New research by Zayx Shawn, published on June 12, 2026, examines how message formats impact multi-hop agent relays, revealing that these effects are tier-dependent. The study investigates whether structured messages influence accuracy when large language model (LLM) agents pass information to one another.
Understanding Message Format in Multi-Hop Relays
The study introduces a controlled relay testbed where twelve programmatically generated atomic facts are encoded hop-by-hop in five formats: free natural language (NL), precision-instructed NL, JSON, triples, and key-value. The findings indicate that under faithful-relay conditions, a strong relay operates nearly losslessly, contradicting the commonly known 'telephone-game' phenomenon.

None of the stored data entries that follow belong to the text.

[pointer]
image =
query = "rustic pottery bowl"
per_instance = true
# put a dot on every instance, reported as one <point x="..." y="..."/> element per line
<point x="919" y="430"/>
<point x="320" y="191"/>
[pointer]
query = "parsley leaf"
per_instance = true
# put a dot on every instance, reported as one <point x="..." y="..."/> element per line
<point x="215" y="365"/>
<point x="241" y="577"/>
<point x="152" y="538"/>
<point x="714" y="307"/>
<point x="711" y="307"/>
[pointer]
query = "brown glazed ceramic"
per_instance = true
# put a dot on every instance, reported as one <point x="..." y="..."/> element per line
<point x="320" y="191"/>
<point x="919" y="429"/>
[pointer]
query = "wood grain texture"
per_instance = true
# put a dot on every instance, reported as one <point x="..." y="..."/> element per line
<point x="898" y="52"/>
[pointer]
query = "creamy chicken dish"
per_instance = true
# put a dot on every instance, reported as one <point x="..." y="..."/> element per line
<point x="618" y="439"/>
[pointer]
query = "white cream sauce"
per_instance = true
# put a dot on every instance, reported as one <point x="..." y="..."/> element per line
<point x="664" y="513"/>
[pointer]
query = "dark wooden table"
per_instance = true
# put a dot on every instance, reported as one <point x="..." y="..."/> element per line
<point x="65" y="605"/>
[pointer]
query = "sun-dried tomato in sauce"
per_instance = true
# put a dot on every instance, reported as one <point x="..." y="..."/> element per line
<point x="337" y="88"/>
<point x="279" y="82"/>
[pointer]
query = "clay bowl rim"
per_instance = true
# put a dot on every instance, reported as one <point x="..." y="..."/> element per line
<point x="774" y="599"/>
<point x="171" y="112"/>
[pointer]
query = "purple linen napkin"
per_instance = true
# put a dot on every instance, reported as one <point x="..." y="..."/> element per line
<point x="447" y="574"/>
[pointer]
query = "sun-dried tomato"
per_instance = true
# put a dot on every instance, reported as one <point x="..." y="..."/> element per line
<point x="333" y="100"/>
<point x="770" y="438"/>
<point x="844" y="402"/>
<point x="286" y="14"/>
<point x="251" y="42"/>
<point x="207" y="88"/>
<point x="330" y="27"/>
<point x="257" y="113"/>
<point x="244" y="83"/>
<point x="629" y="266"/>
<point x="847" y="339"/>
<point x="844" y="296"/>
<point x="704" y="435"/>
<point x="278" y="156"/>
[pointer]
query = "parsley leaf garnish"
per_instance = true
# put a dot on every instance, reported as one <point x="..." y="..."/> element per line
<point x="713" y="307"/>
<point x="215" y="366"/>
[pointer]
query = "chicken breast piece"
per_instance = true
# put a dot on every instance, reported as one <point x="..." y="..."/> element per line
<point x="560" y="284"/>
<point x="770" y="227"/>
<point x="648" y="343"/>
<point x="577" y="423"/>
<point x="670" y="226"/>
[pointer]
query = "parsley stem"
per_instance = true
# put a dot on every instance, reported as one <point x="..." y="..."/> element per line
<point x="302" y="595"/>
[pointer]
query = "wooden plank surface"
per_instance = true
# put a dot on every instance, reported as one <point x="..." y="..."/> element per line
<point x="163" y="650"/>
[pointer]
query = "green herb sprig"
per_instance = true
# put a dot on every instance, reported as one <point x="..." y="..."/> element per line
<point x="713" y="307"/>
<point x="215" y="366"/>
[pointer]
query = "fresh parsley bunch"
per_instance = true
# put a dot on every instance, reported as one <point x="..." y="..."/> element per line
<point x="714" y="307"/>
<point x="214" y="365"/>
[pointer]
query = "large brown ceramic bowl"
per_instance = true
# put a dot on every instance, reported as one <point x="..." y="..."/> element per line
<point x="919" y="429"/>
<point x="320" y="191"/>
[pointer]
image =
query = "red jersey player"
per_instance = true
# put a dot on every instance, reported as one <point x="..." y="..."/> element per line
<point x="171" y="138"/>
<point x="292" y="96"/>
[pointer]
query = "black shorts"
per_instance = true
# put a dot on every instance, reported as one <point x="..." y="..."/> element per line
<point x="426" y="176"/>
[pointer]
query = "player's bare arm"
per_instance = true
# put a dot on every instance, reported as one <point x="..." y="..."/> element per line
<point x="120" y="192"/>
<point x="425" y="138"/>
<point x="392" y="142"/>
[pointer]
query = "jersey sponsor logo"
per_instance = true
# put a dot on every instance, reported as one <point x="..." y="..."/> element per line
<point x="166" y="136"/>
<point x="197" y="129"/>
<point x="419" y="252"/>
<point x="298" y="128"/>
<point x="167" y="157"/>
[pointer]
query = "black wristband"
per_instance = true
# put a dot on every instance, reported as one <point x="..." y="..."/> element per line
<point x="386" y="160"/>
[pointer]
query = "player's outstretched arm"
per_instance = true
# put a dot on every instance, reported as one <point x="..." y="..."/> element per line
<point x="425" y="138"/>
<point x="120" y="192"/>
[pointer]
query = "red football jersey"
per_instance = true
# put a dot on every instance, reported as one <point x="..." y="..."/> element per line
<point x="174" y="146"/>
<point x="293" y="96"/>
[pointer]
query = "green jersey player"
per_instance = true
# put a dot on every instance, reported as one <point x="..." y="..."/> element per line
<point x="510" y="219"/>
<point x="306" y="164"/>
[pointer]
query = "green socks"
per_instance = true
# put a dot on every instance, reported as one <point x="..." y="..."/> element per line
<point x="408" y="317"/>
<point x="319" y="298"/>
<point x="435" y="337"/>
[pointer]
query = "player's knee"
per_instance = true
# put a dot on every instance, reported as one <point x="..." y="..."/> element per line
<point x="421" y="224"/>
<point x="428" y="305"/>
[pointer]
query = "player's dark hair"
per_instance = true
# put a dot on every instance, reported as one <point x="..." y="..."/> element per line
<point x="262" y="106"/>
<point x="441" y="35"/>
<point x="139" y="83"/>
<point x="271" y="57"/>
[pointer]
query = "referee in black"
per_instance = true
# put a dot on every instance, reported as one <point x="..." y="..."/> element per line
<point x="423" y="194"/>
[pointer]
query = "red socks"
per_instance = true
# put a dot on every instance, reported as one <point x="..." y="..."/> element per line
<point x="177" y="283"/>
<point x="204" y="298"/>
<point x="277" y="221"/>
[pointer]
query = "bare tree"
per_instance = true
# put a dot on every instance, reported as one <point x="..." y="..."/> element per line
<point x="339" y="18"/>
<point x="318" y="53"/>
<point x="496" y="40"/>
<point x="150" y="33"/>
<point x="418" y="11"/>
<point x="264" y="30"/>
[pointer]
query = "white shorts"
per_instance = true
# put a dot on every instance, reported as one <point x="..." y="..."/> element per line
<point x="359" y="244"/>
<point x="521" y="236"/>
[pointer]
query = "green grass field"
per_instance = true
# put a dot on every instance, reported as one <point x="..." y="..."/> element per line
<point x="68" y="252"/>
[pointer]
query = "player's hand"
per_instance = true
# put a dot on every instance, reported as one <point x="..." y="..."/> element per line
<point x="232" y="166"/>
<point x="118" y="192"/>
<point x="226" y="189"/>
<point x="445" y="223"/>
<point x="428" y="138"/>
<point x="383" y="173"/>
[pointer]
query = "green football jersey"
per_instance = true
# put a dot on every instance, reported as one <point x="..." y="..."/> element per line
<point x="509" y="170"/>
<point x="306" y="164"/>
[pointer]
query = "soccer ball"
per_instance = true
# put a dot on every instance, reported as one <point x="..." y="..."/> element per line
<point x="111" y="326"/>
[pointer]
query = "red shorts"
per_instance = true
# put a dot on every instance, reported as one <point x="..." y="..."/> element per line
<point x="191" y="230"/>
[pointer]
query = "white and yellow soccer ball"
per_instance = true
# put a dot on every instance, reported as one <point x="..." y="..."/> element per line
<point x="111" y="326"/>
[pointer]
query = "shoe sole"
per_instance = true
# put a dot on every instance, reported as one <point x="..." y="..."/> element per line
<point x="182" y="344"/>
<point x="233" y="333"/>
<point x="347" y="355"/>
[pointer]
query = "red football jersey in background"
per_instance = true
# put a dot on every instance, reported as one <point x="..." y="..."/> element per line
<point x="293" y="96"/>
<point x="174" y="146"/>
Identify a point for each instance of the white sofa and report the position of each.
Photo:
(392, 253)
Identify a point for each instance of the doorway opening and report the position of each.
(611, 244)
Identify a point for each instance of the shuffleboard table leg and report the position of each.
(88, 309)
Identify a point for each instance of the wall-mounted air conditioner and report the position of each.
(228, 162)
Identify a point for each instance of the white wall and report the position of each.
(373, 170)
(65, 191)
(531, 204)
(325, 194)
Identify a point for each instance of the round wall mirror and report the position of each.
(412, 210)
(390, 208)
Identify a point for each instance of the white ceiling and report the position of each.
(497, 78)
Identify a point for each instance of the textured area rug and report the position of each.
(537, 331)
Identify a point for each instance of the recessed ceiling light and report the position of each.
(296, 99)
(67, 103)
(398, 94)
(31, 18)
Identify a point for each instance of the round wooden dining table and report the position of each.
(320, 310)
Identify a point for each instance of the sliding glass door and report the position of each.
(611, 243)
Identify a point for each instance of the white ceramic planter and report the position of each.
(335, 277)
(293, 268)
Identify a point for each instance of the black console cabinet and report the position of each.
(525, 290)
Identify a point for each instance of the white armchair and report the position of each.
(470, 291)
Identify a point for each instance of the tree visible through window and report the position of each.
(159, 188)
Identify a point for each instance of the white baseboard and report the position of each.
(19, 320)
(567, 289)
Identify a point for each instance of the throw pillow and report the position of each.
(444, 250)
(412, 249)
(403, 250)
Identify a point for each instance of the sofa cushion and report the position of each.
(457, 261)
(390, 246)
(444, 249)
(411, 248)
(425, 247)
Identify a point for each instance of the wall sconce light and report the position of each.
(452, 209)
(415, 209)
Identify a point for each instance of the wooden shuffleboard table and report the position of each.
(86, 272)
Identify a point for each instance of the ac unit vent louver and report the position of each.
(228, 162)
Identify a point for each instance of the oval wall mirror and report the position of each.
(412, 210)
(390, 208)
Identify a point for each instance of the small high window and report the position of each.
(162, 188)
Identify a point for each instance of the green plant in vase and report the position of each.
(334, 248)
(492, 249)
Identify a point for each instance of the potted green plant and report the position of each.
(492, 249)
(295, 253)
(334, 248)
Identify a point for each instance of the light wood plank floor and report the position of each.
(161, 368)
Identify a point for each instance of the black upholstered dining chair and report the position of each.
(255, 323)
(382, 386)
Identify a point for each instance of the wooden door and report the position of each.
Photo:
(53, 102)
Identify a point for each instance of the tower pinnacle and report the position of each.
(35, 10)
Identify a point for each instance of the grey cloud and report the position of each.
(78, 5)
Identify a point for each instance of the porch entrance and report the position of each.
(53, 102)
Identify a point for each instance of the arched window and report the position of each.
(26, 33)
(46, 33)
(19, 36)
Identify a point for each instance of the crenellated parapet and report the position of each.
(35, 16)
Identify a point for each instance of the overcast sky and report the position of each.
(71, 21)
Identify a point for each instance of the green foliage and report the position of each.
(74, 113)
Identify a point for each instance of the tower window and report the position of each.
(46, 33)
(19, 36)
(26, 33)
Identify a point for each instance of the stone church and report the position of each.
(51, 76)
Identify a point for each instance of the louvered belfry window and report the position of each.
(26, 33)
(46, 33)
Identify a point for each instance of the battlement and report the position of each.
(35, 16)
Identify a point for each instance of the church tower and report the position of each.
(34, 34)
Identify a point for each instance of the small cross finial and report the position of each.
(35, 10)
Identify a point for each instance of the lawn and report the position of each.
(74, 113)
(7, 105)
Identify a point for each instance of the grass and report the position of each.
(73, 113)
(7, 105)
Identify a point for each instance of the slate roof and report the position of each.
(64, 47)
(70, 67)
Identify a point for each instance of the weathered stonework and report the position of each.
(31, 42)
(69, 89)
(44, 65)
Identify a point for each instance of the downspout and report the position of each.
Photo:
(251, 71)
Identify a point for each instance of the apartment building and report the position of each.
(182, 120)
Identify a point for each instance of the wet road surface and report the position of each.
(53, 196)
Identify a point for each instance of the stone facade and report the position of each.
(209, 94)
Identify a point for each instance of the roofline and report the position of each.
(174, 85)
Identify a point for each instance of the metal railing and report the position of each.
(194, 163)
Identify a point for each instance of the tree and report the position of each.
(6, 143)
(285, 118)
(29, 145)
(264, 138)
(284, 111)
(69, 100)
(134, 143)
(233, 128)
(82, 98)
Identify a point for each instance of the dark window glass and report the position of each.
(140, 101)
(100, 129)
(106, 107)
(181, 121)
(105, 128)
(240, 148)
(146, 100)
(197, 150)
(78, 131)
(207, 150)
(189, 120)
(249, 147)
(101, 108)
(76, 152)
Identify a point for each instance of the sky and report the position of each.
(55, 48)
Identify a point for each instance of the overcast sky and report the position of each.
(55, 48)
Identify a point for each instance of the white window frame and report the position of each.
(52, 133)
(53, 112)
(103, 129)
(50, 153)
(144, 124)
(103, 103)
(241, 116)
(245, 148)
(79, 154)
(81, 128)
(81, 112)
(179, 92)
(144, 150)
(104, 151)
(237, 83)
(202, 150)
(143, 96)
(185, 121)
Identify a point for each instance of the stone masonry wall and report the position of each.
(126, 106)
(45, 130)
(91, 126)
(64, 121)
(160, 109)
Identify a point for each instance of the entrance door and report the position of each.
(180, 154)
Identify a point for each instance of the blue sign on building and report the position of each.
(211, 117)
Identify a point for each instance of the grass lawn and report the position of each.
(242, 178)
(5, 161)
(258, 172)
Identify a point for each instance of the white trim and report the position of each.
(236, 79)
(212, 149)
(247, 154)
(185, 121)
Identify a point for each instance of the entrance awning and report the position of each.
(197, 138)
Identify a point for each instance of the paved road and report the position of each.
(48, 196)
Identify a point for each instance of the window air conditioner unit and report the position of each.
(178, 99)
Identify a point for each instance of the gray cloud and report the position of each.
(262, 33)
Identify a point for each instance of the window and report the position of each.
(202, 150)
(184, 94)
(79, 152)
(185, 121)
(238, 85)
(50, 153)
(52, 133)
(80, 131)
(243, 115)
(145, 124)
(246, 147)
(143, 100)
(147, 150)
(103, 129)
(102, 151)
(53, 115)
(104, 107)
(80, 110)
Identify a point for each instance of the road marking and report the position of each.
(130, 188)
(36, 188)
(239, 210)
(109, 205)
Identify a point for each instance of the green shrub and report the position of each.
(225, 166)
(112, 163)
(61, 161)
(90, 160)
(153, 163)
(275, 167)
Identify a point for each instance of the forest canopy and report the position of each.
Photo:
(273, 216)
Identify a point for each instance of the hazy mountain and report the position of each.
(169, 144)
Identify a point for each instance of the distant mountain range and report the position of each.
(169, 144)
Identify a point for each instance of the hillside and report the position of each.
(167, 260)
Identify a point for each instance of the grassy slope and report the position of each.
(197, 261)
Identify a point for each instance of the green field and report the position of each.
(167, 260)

As the research shows, the addition of cognitive load per hop does not significantly affect format-level fidelity, maintaining a range within +/-1.8 points. However, the generation cost increases by 24-53%, suggesting a trade-off between fidelity and cost when using structured formats.
Insights from Tier-Dependent Performance
In a weaker relay scenario, specifically with a 1.5 billion parameter model, the study found that the recall across different formats could vary dramatically, with a spread growing by a factor of 8.7 from 2.3 to 20.5 points. This variation is attributed to two competing mechanisms: a toll incurred by rigid formats and drift resistance linked to the fixed-key JSON schema.